Dreamweaver Cs3. | Adobe
In 2007, web design was still transitioning from "spacer GIFs" and table-based layouts to CSS-P (CSS Positioning). Dreamweaver CS3 was Adobe’s bet that the future lay in (XHTML and CSS). It was the first version to ship with a built-in "CSS Advisor" and significantly improved CSS rendering in Design View. For many, this was the version that forced them to finally stop designing with nested tables.
On the other side was the . For the purists and the programmers, this was where the real work happened. CS3 allowed users to split the screen, seeing the code and the visual preview simultaneously. A change in the code would instantly reflect in the design, and a drag of an element in the design would update the code. Adobe Dreamweaver CS3.

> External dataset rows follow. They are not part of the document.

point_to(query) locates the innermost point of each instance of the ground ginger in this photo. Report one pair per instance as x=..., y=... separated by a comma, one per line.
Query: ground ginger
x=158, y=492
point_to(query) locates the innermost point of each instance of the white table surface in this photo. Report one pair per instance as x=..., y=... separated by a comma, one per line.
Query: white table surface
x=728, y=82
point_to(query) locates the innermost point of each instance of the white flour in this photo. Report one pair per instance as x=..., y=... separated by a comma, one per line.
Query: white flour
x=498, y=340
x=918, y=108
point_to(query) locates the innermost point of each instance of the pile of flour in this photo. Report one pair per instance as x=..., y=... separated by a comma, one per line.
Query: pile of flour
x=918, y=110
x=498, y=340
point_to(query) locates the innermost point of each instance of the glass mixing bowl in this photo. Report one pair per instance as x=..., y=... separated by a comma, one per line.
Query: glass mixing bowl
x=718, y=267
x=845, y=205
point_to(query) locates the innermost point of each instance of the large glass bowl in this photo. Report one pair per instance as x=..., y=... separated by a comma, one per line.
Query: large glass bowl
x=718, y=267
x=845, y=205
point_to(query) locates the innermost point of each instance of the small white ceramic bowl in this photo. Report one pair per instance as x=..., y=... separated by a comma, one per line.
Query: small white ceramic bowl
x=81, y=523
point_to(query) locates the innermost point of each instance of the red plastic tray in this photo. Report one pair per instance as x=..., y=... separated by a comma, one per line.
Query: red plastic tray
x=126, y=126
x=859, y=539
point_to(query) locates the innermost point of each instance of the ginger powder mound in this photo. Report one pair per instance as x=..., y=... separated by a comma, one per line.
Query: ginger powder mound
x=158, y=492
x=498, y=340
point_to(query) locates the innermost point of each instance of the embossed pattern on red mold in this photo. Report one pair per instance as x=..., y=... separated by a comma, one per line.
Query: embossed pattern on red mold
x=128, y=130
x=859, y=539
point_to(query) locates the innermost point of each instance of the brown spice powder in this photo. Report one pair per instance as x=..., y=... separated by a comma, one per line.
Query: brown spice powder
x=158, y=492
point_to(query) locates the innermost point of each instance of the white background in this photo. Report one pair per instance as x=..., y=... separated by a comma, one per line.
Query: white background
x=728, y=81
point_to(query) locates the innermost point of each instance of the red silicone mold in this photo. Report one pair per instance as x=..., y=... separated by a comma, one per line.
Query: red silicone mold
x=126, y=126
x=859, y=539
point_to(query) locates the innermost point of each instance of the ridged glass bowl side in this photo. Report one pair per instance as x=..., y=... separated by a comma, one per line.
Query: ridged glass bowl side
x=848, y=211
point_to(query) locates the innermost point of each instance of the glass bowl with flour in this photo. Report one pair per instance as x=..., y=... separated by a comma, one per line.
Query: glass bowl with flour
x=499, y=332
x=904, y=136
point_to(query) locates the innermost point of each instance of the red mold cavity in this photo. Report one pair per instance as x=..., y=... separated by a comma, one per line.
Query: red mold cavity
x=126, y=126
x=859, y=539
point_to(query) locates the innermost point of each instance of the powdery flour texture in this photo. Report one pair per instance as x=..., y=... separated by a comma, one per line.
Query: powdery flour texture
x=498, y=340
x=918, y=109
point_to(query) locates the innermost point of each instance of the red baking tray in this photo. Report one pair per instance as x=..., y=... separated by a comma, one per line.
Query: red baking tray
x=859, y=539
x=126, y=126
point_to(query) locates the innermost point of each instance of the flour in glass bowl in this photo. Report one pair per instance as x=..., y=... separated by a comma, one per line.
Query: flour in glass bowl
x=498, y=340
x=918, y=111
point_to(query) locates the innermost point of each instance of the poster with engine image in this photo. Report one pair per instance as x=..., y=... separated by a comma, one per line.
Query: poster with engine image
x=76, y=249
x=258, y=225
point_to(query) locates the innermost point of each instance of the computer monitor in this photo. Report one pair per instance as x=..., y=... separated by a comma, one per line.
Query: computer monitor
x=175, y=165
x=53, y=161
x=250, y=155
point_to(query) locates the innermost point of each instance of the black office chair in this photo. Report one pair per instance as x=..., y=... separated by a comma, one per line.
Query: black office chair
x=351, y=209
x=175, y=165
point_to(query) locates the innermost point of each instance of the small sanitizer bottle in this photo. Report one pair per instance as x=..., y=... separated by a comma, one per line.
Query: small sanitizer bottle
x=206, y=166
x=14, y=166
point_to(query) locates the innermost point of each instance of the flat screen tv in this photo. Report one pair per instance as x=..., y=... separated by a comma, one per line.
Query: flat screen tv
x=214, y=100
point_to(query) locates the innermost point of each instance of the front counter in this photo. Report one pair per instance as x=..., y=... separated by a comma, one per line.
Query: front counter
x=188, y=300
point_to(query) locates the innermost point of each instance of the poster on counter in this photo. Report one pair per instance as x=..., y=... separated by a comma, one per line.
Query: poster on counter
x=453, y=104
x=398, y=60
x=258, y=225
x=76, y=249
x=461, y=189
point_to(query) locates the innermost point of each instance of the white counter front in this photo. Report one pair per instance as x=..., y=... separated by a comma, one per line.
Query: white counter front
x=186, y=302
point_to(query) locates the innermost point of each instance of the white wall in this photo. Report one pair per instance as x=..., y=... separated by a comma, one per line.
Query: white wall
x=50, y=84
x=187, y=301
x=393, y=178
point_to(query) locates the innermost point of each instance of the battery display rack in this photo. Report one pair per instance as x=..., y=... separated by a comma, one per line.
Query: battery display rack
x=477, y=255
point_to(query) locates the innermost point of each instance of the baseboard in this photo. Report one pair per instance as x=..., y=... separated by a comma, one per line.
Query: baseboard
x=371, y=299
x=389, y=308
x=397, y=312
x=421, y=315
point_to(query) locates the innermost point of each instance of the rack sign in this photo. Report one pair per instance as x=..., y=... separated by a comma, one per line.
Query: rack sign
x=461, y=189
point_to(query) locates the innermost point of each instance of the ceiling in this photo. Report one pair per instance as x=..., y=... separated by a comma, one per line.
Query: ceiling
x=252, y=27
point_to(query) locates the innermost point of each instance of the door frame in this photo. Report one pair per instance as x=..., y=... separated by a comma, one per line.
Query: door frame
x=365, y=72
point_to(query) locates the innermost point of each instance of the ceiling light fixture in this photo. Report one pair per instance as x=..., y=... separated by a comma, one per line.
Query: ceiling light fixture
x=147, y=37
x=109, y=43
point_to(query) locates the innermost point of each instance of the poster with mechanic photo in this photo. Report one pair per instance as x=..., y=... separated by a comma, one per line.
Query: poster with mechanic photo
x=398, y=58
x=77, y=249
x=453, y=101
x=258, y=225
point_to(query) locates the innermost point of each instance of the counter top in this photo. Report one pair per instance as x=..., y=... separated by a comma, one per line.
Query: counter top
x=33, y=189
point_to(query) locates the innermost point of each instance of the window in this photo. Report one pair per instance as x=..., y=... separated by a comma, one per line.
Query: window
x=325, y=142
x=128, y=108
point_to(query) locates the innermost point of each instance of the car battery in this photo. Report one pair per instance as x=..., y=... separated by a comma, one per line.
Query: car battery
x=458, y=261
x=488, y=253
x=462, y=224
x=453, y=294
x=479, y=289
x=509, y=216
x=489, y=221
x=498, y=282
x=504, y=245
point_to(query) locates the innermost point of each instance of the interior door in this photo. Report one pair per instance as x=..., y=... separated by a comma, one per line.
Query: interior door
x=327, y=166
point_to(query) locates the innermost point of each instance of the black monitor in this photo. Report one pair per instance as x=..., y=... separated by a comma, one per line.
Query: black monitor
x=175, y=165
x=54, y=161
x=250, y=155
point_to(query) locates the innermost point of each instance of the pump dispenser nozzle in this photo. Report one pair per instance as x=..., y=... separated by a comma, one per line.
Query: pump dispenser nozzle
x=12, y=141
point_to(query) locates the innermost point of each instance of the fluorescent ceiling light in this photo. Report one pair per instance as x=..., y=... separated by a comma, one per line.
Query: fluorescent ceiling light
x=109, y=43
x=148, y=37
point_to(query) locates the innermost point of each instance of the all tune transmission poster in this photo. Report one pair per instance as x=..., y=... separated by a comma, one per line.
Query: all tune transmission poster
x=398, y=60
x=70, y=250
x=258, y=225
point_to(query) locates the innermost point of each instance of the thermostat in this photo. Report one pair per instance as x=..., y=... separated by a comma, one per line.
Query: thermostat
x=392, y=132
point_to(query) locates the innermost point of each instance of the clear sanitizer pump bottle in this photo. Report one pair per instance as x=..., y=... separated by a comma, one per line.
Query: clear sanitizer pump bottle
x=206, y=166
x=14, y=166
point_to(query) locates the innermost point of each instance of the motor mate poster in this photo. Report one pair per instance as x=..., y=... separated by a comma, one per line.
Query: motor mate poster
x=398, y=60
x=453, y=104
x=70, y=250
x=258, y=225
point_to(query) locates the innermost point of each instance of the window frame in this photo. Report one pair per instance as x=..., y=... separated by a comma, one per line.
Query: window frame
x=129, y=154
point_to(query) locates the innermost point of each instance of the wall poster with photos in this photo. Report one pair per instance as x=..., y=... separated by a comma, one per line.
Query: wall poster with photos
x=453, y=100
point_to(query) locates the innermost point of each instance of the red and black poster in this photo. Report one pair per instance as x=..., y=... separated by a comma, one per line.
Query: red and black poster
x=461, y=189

To understand the value of Adobe Dreamweaver CS3, you must understand the web of 2007. YouTube was only two years old. Internet Explorer 7 was battling Firefox 2.0. The iPhone (which would revolutionize mobile browsing) was announced just months after CS3’s release. In 2007, web design was still transitioning from
This was a lifesaver in the IE6 era. The tool scanned your CSS and HTML and flagged code that would break in specific browsers (e.g., IE6's double margin bug). It even linked to the Adobe CSS Advisor website for fixes. For agency work, this turned Dreamweaver from a "design toy" into a legitimate QA tool. For many, this was the version that forced
: For the first time, developers could preview how their mobile sites would look on over 200 different handsets, a precursor to the responsive design era.